Марк закрыл за ними дверь, поворачивая ключ в замке.
– Как ты себя чувствуешь теперь? – обратился он к ней. – Может быть, хочешь что‑нибудь поесть?
Она отрицательно покачала головой.
Он видел, что в лице ее нет ни кровинки, глаза расширены, а тело подрагивает от изнеможения.
– Ты знала? – спокойно спросил он.
– Нет.
– И я должен верить тебе?
– Можешь не верить. Ты ведь знаешь, что все Уиндемы страшные лгуны, включая и меня.
– Ты носишь моего ребенка. Но это невозможно. Эти идиоты наверняка ошибаются. Твоя рвота – это последствия сотрясения мозга.
– Очень хорошо. Успокойся. Да, это невозможно. Только хватит препираться. Это не твой ребенок, я наставила тебе рога. Не забывай о мужчине, который содержал меня в «Милом Крошке».
Марк выглядел растерянным, непонимающим, был похож на человека, в которого угодил выстрел, но он еще не успел почувствовать боли.
– Ничего не понимаю, я был с тобой всего несколько раз, и почти всегда мне удавалось контролировать себя. Женщина не может забеременеть так быстро. Для этого с ней надо быть много, очень много раз.
– Как видишь – нет, это вовсе не обязательно.
Он начал нервно расхаживать по комнате. Она с обожанием смотрела на полы его развевающегося халата, смуглые волосатые голени, босые ступни. Как он был прекрасен – этот мужчина, не хотевший ее ребенка! О, она все же забеременела, ее тело приняло его семя! Интересно, когда это случилось? В ту ночь, когда она утратила девственность, или потом, во второй раз? Хотелось петь, кричать и танцевать.
– У тебя не было месячных с тех пор, как мы были вместе в Париже?
Она покачала головой.
– Проклятие, неужели ты не догадалась, что с тобой не все в порядке? Нет, не может быть, это случилось потом. Назови мужчину, который был с тобой после меня!
– Извини, но я не похожа на тех женщин, с которыми тебе приходилось иметь дело.
– Разве тебе не показалось странным отсутствие месячных, отвечай?!
Она медленно кивнула, глядя ему прямо в глаза.
– Я не хотел ребенка, и ты отлично знала это!
Дукесса молчала, хотя его слова разрывали ее. Она делала над собой усилие, чтобы не кричать на него в ответ.
– Ты добилась своего.
После этих в ярости брошенных слов ее лицо из белого превратилось в пунцовое.
– Ах, мужчины так не любят быть обманутыми! Но сами они только так и поступают.

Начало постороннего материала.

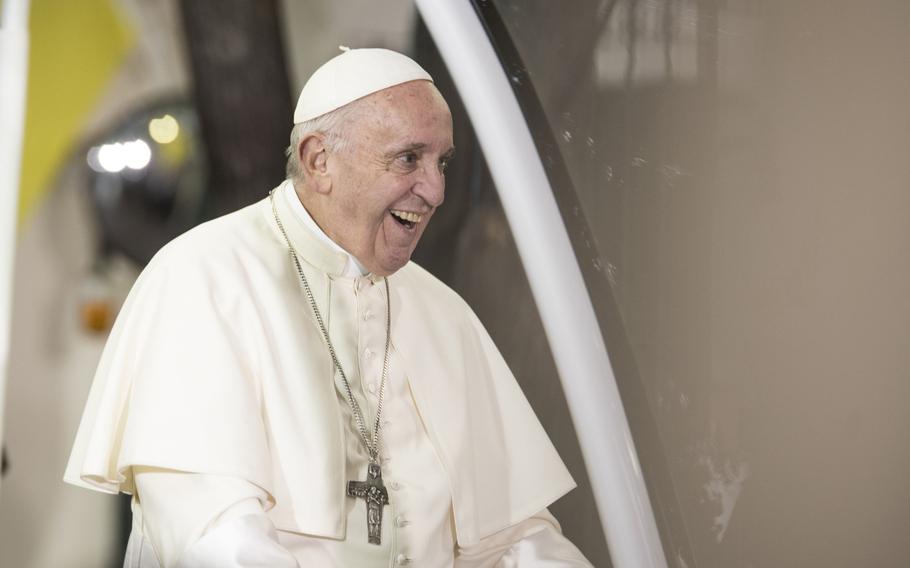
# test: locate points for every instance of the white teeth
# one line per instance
(407, 215)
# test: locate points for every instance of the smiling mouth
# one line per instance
(406, 219)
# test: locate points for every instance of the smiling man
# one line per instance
(285, 388)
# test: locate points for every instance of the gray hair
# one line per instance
(334, 127)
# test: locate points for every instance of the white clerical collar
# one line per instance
(353, 267)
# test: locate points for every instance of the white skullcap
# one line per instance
(354, 74)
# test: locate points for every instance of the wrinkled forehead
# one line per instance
(412, 112)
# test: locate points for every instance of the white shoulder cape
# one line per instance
(215, 365)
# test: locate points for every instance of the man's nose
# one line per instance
(431, 186)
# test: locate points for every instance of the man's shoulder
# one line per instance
(420, 283)
(219, 239)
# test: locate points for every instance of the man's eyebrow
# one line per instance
(415, 147)
(407, 148)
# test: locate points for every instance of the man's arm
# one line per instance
(207, 521)
(536, 542)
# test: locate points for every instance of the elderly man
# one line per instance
(284, 388)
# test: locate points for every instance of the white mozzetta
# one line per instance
(556, 282)
(215, 366)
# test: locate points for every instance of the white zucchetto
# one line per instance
(352, 75)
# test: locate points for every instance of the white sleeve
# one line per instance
(199, 521)
(536, 542)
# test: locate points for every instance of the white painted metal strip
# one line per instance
(13, 74)
(556, 282)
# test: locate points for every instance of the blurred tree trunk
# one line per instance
(243, 96)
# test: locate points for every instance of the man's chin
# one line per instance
(391, 265)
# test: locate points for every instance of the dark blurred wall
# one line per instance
(243, 96)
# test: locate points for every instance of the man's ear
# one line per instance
(313, 156)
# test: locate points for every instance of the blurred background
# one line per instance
(734, 176)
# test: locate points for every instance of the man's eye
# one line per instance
(408, 159)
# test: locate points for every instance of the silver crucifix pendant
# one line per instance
(374, 493)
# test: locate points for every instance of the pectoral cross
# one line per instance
(374, 493)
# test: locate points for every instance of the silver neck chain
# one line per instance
(370, 441)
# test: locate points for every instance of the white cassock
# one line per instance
(214, 405)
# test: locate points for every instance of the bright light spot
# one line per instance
(164, 130)
(114, 157)
(137, 154)
(111, 157)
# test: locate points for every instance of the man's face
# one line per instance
(388, 182)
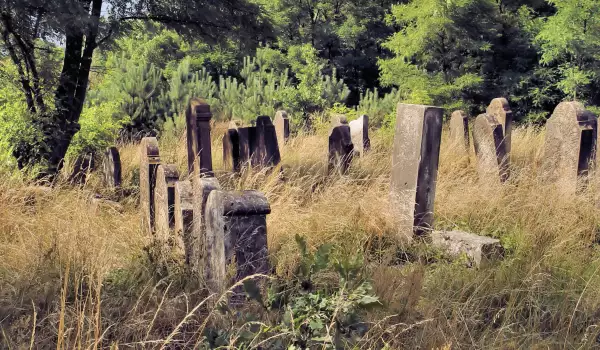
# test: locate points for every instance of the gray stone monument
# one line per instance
(184, 218)
(570, 145)
(341, 149)
(459, 131)
(164, 201)
(149, 161)
(282, 128)
(198, 118)
(236, 230)
(490, 147)
(111, 166)
(500, 109)
(359, 129)
(415, 165)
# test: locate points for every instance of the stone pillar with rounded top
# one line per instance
(149, 161)
(415, 161)
(490, 147)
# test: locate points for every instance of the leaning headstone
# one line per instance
(570, 145)
(415, 165)
(198, 118)
(459, 131)
(236, 231)
(341, 149)
(266, 150)
(359, 129)
(282, 128)
(112, 167)
(164, 200)
(479, 250)
(201, 187)
(184, 217)
(500, 109)
(149, 161)
(490, 147)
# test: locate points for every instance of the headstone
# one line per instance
(164, 200)
(415, 165)
(266, 150)
(112, 167)
(149, 161)
(500, 109)
(459, 131)
(236, 230)
(341, 149)
(490, 147)
(184, 217)
(479, 250)
(570, 145)
(359, 129)
(198, 118)
(201, 187)
(282, 128)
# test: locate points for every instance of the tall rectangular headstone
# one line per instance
(236, 230)
(198, 118)
(111, 166)
(570, 145)
(184, 217)
(459, 131)
(164, 200)
(500, 109)
(282, 128)
(359, 130)
(415, 165)
(149, 161)
(341, 149)
(490, 147)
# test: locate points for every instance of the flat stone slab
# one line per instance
(478, 249)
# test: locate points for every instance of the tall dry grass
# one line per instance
(74, 274)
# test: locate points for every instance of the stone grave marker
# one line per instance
(266, 150)
(570, 145)
(500, 109)
(149, 161)
(459, 131)
(282, 128)
(359, 129)
(415, 165)
(111, 165)
(341, 149)
(490, 147)
(236, 230)
(198, 118)
(164, 200)
(184, 218)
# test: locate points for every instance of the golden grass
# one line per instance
(77, 271)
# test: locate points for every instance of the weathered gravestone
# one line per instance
(490, 147)
(149, 161)
(195, 245)
(359, 129)
(236, 231)
(570, 145)
(184, 217)
(164, 200)
(500, 109)
(111, 165)
(341, 149)
(198, 118)
(415, 165)
(266, 149)
(459, 131)
(282, 128)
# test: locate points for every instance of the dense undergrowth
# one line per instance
(74, 272)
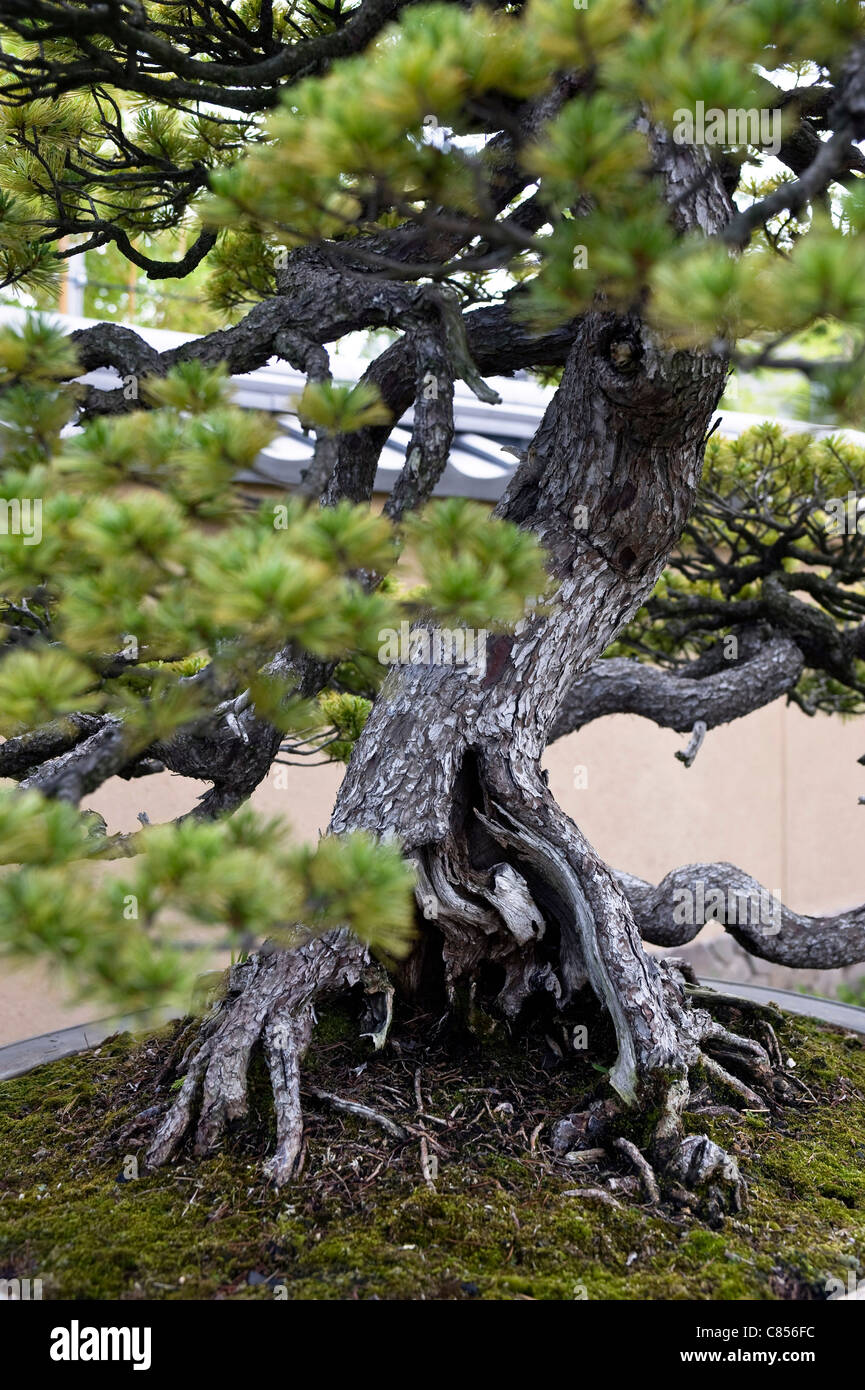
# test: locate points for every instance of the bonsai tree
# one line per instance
(633, 198)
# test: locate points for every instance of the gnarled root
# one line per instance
(270, 998)
(664, 1040)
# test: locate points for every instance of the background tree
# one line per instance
(501, 188)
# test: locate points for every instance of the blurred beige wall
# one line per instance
(775, 794)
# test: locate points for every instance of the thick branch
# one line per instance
(675, 911)
(620, 685)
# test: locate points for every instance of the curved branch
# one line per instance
(673, 912)
(620, 685)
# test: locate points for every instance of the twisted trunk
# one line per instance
(512, 901)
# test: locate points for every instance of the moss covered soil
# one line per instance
(498, 1219)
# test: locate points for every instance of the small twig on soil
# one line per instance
(586, 1155)
(362, 1112)
(595, 1194)
(429, 1166)
(644, 1169)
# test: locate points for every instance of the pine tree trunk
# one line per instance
(512, 901)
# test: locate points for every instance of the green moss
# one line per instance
(362, 1223)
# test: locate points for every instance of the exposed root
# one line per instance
(270, 1000)
(644, 1169)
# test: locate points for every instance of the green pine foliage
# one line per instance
(149, 571)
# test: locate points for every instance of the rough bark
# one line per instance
(680, 699)
(449, 763)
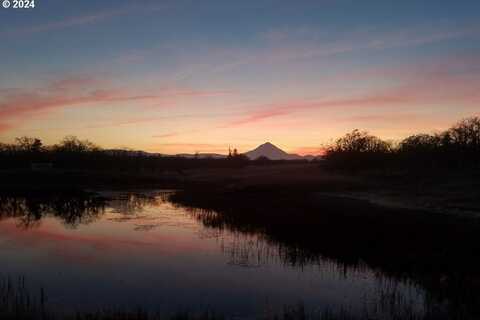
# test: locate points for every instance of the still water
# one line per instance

Мама говорила мне об этом. Они готовы сделать все, чтобы обмануть женщину, – это для них дело чести. – Но ее гнев исчез вдруг так же быстро, как и возник. Она даже улыбнулась ему. – Все, хватит, Марк. Ты станешь отцом, а я – матерью. Я ношу нашего ребенка.
– Нет, я отказываюсь быть послушной пешкой в игре твоего ублюдка‑отца! Прости меня, ты ублюдок лишь по рождению, он – по своим проклятым делам! Я не желаю принимать это, Дукесса. Ты слышишь меня? Не верю, что ты беременна. Я не заслужил всего этого, черт побери, не заслужил! Я превосходно жил до смерти твоего отца, до тех пор, пока мне не пришлось стать его наследником. Он свихнулся и передал мне вместо наследства весь свой яд. Ты единственная женщина в мире, которую я не хотел ни за что, ни за какие деньги. Или нет, я хотел тебя, как ни одну женщину, с первого же раза, как увидел. Я был тогда четырнадцатилетним похотливым зверьком. Но я перестал хотеть тебя после того унижения, которому меня подверг твой отец. Ты изнасиловала меня, заставив принять свою девственность! Твою подлую душу бастарда не покоробило даже то, что я называл тебя при этом именем парижской шлюхи! Я желаю, чтобы ты убралась наконец из моей жизни вместе с этим чертовым ребенком! – Он ринулся в свою комнату.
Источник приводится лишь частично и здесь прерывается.